Ri Song-a

Personal information
- Date of birth: 22 June 1999 (age 27)
- Place of birth: Osaka Prefecture, Japan
- Height: 1.67 m (5 ft 6 in)
- Position: Forward

Team information
- Current team: Sanfrecce Hiroshima Regina
- Number: 30

Senior career*
- Years: Team / Apps / (Gls)
- 2015–2017: Cerezo Osaka Yanmar Ladies / 16 / (1)
- 2018–2023: Nittaidai SMG Yokohama / 40 / (13)
- 2024–: Sanfrecce Hiroshima Regina

International career
- 2016: North Korea U17 / 3 / (0)
- 2026–: North Korea / 5 / (2)

= Ri Song-a =

North Korean footballer (born 1999)

Ri Song-a (李誠雅; 리성아; born 22 June 1999) is a professional footballer who plays as a forward for Sanfrecce Hiroshima Regina. Born in Japan, she is a North Korea international.

==Early life==
Ri was born on 22 June 1999. Born in Osaka Prefecture, Japan, she grew up in the prefecture. Growing up, she attended Nippon Sport Science University in Japan.

==Club career==
Ri started her career with Japanese side Cerezo Osaka Yanmar Ladies in 2015, where she made sixteen league appearances and scored one goal. Ahead of the 2018 season, she signed for Japanese side Nittaidai SMG Yokohama, where she made forty league appearances and scored thirteen goals. Following her stint there, she signed for Japanese side Sanfrecce Hiroshima Regina in 2024, helping the club win the 2024–25 WE League Cup.

==International career==
Ri is a North Korea international.

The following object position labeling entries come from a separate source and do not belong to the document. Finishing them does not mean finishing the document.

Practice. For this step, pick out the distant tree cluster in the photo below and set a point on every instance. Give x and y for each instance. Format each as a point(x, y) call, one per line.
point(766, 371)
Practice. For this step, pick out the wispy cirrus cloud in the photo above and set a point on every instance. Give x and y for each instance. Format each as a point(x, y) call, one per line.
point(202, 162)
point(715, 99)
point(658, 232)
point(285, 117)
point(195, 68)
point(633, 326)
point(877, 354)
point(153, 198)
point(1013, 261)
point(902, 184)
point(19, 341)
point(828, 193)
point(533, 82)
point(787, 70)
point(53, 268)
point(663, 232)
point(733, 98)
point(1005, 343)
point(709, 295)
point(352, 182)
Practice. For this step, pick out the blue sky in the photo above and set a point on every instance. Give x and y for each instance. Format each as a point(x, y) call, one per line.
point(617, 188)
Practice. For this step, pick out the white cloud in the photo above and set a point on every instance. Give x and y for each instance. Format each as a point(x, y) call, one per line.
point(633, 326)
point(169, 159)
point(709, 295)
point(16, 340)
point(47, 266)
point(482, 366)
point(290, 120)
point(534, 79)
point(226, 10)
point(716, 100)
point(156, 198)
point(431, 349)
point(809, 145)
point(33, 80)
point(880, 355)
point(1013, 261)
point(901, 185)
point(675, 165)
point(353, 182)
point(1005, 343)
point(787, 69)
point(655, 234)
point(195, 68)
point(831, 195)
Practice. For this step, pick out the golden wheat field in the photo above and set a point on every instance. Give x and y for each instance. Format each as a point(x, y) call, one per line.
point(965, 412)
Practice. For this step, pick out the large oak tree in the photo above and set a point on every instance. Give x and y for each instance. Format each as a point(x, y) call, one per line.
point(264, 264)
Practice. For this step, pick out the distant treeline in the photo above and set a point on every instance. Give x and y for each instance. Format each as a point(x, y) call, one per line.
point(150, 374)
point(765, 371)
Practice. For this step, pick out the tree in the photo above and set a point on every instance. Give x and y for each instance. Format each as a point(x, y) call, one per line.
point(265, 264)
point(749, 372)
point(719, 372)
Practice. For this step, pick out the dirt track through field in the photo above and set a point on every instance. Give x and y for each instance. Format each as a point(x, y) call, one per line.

During the spring of 2026, she played for the North Korea women's national football team at the 2026 AFC Women's Asian Cup.

==International goals==

| No. | Date | Venue | Opponent | Score | Result | Competition |
| 1. | 14 September 2026 | Nagai Stadium, Osaka, Japan | Bangladesh | 8–0 | 10–0 | 2026 Asian Games |
| 2. | 17 September 2026 | Myanmar | 2–0 | 8–0 |

==Style of play==
Ri plays as a forward. Japanese news website Yahoo Japan wrote in 2021 that she "leads the team with a variety of plays and goals, including speedy movements and ball keeping up front".